С трудницы Лукерьи игуменья взыскивала строже, чем со всех, обильнее всех осыпала ее тяжелыми послушаниями. Невдомек было матери Евдоксии, что по этому безошибочному признаку пожилые инокини, мать ли Неонила, мать ли Марфа, а уж тем паче мать Наталия, давно уж вычислили в девушке ее любимицу.
— Прости уж, мать Наталия, загоняла тебя вовсе, а пойди проверь, не напустили ли в кельи гостевые угару, когда топили.
Когда келейница вышла, мать Евдоксия отошла от окна и опустилась в покойное резное кресло, старое и скрипучее, помнившее не одну ее предшественницу. Право слово, не было в ней раньше этой склонности к волненьям по мелочам. Годы берут свое. А может статься и не в годах дело, просто она пытается растворить в хлопотах тревогу.
Довольно, путевые задержки неизбежны, но скоро все начнут прибывать. Луша справится — не надо лучше. Луша, духовная ее дочь, не меньше дорогая, чем кровная, незаменима в трудные минуты.
Ах, Луша-лучинка…
Как ясно запомнился ей ночной путь среди мертвецов!
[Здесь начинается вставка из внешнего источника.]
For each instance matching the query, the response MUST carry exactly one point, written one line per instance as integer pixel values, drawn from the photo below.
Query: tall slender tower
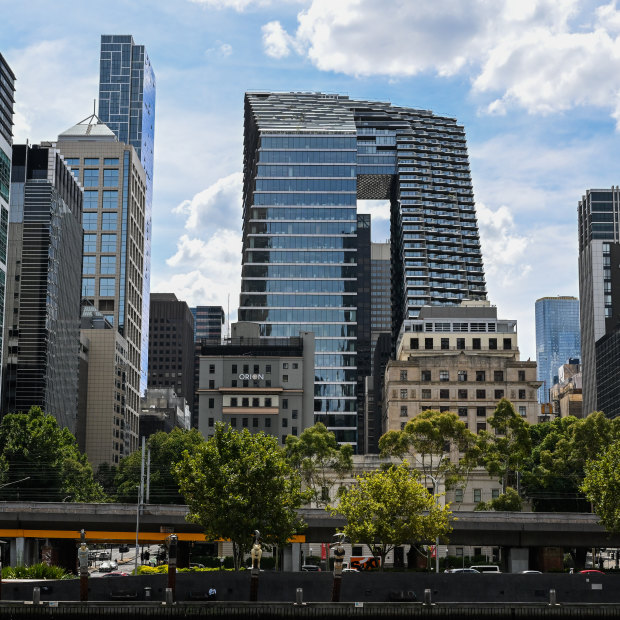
(127, 107)
(308, 157)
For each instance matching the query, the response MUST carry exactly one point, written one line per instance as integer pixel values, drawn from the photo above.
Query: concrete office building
(461, 359)
(557, 338)
(171, 346)
(262, 384)
(103, 430)
(7, 93)
(42, 327)
(114, 235)
(308, 158)
(127, 106)
(599, 293)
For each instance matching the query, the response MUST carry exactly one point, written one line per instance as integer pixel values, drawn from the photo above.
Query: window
(108, 243)
(91, 178)
(91, 199)
(110, 199)
(108, 221)
(89, 264)
(107, 287)
(108, 265)
(110, 178)
(89, 221)
(90, 243)
(88, 287)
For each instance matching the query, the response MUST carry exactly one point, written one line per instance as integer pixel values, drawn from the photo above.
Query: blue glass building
(127, 107)
(308, 157)
(558, 338)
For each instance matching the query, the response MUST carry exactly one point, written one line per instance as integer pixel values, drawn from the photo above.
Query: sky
(536, 84)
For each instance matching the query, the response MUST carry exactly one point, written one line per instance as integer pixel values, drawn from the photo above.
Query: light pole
(435, 485)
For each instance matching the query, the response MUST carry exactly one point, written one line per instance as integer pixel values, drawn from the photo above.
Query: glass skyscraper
(557, 338)
(308, 157)
(127, 107)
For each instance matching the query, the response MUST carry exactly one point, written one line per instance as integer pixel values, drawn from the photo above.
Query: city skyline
(528, 150)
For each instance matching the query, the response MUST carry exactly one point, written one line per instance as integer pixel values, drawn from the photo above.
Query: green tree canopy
(166, 452)
(602, 486)
(321, 461)
(33, 447)
(439, 442)
(236, 483)
(388, 508)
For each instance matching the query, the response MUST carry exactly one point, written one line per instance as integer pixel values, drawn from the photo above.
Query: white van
(487, 568)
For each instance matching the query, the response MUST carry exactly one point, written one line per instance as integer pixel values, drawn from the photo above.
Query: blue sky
(536, 83)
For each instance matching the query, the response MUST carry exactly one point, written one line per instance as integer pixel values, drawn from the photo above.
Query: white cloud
(55, 88)
(543, 55)
(217, 207)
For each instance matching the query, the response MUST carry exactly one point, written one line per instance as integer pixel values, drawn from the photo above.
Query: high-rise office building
(599, 288)
(308, 157)
(114, 236)
(171, 346)
(557, 339)
(7, 91)
(42, 328)
(127, 106)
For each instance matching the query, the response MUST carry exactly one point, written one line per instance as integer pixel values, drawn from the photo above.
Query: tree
(602, 486)
(388, 508)
(439, 442)
(510, 501)
(321, 461)
(236, 483)
(504, 452)
(42, 462)
(166, 452)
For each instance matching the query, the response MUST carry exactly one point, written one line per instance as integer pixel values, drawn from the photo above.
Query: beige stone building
(461, 359)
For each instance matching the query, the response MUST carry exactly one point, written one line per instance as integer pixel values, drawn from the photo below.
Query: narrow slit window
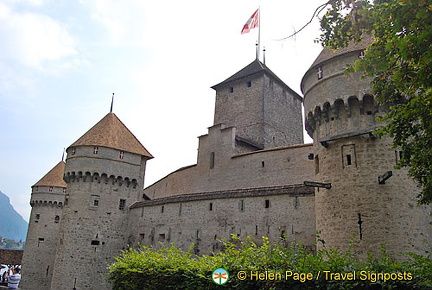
(212, 160)
(122, 204)
(320, 72)
(349, 161)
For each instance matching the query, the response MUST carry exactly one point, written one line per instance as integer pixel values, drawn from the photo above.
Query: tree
(399, 63)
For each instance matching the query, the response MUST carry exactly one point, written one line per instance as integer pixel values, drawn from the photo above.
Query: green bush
(171, 268)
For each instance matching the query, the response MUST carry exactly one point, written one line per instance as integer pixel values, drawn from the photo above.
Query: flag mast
(259, 33)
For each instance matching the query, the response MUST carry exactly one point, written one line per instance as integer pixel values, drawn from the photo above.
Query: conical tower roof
(54, 177)
(112, 133)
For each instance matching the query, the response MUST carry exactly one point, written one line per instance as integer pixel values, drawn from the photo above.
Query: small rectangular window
(349, 159)
(320, 72)
(212, 160)
(122, 204)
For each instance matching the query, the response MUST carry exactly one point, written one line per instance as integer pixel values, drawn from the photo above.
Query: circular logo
(220, 276)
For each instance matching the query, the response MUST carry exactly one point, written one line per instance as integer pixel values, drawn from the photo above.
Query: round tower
(47, 199)
(104, 173)
(369, 202)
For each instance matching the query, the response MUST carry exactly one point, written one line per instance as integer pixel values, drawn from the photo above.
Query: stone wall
(341, 118)
(284, 214)
(42, 237)
(219, 169)
(93, 228)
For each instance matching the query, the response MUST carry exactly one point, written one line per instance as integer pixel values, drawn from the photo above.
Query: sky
(61, 60)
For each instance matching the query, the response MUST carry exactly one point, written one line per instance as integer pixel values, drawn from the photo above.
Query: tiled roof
(328, 53)
(54, 177)
(112, 133)
(253, 68)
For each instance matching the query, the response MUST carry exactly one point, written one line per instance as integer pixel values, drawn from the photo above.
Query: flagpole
(259, 33)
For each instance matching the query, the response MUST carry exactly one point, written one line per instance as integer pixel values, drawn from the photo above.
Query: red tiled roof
(112, 133)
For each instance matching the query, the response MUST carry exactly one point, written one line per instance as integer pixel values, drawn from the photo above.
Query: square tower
(264, 110)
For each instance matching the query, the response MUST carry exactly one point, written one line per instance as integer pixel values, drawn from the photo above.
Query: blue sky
(61, 60)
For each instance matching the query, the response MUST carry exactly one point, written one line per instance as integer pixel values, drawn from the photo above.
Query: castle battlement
(99, 178)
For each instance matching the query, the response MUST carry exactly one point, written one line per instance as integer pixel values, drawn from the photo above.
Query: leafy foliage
(171, 268)
(399, 63)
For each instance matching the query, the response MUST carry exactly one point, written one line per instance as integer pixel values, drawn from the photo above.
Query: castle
(249, 180)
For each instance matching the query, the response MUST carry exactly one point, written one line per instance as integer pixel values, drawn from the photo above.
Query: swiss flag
(252, 22)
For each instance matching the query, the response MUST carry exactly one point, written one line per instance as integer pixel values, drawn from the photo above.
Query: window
(94, 202)
(320, 72)
(348, 156)
(349, 159)
(122, 204)
(212, 158)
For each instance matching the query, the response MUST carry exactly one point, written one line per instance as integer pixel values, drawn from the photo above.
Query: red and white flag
(252, 22)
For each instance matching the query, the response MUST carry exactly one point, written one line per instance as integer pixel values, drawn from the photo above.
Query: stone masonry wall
(272, 167)
(42, 237)
(281, 213)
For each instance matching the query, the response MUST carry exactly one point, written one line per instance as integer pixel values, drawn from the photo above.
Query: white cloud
(33, 40)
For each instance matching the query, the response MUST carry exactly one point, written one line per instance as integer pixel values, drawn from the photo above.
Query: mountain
(12, 224)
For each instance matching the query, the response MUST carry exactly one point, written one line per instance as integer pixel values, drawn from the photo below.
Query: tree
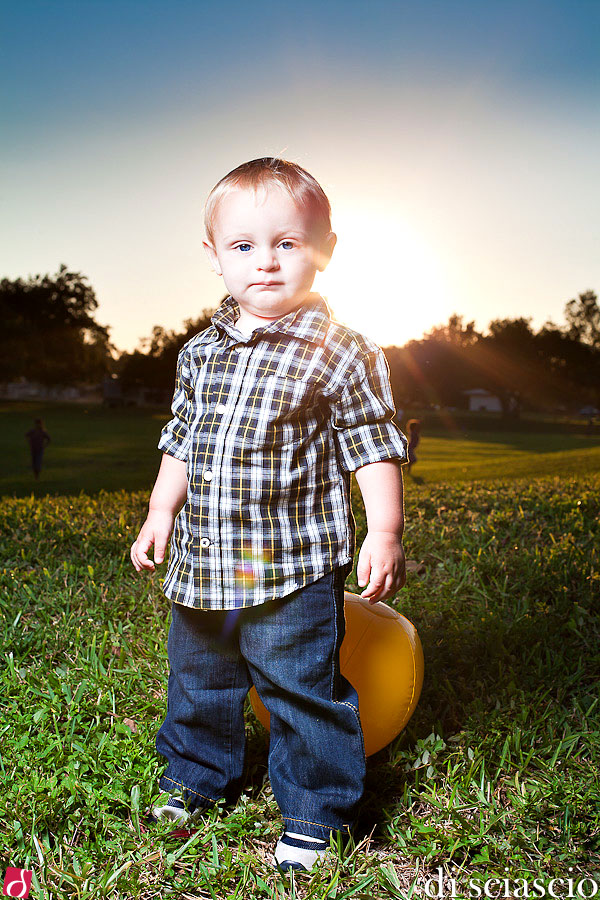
(583, 319)
(49, 333)
(153, 363)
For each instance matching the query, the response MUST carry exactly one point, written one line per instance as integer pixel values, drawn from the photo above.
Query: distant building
(22, 389)
(481, 400)
(115, 393)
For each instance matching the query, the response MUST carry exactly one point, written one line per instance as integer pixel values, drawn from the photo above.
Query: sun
(384, 280)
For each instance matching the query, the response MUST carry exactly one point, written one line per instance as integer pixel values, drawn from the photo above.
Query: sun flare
(384, 279)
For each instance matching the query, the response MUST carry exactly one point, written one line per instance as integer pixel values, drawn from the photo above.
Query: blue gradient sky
(458, 143)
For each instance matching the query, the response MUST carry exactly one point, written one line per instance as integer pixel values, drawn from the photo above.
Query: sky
(458, 143)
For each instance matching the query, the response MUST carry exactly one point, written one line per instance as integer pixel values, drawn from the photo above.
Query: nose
(266, 259)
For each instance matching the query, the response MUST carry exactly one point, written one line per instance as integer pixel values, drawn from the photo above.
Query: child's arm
(168, 496)
(381, 559)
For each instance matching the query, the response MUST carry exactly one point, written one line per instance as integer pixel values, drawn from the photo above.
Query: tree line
(50, 336)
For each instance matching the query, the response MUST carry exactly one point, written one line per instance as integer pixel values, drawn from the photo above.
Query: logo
(17, 882)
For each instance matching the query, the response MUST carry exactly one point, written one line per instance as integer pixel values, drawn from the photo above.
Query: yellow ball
(382, 658)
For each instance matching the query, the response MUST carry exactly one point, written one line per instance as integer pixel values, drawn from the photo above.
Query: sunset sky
(458, 143)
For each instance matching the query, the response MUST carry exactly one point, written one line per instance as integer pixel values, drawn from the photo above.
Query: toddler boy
(275, 406)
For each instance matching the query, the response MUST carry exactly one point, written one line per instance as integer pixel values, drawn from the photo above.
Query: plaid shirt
(270, 426)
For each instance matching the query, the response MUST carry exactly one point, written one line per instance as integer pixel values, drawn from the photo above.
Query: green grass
(495, 775)
(97, 449)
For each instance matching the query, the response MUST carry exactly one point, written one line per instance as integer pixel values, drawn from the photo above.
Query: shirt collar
(309, 322)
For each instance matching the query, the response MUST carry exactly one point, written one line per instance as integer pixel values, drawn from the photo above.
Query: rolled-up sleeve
(363, 413)
(175, 436)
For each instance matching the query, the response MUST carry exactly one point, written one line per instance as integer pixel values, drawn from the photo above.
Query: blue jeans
(289, 649)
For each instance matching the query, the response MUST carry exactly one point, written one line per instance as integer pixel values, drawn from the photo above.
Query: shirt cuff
(364, 444)
(174, 444)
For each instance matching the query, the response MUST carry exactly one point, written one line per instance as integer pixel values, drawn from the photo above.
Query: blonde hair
(262, 173)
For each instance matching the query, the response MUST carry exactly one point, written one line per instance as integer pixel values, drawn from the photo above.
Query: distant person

Правой рукою Елена Кирилловна со всех сил прижимала к себе дочь, левая же рука была мучительно праздной. Луша сидела совсем рядышком, и так хотелось привлечь ее к сердцу, согреть, но безошибочным материнским чутьем она понимала — нельзя, никак нельзя! Барыня не станет просто так обнимать деревенскую девчонку — а все должно быть обыкновенно, совсем обыкновенно, будто мертвецы и не ведут недвижного своего пляса по обеим колеям… Дитя не должно было понять, в какой мере оно достойно жалости — только что увидевшее лютую смерть отца и барина, бежавшее в одиночестве по дороге, которая страшней всех фантазий Данта! Сообразила бежать в Кленово Злато? Правильно! Прихватила от волков фонарь? Молодец! И все, и ничего больше, иначе детская душа утонет в ужасе.
Вроде бы пронесло, дитя не заболело, не повредилось рассудком… А все же не удивлена оказалась Елена Кирилловна, когда — уже в обитель — прибыла к ней девочка-подросток с письмом от Панны. Два года спустя это было.
«Ты так хочешь в монастырь? — мягко спросила она, вглядываясь в упрямое серьезное личико. Красивое бы было, кабы не суровая складка губ. — Разве плохо тебе в господском доме, при Прасковье Филипповне?»
«Плохо, — к ее удивлению, ответила девочка, сердито склонив голову — словно собиралась кого-то боднуть упрямым лбом. — Прасковью Филипповну никак нельзя не любить. А я не хочу любить ни барыню, ни малютку Сережиньку, ни замуж не хочу! Хочу любить только Господа — Его-то никто не может отобрать!»
«Что же, тогда будь по-твоему».
Ни разу не пожалела мать Евдоксия, что оставила при себе умную, исполнительную, охочую до учения девочку. А все же благословить на подрясник медлила. Призвание — дар, а не болезнь. Луша же была еще больна отвращением к человеческой природе. Обнаружится ли истинный дар, когда душа оттает? А оттает она неизбежно, в молодые годы горе смертно.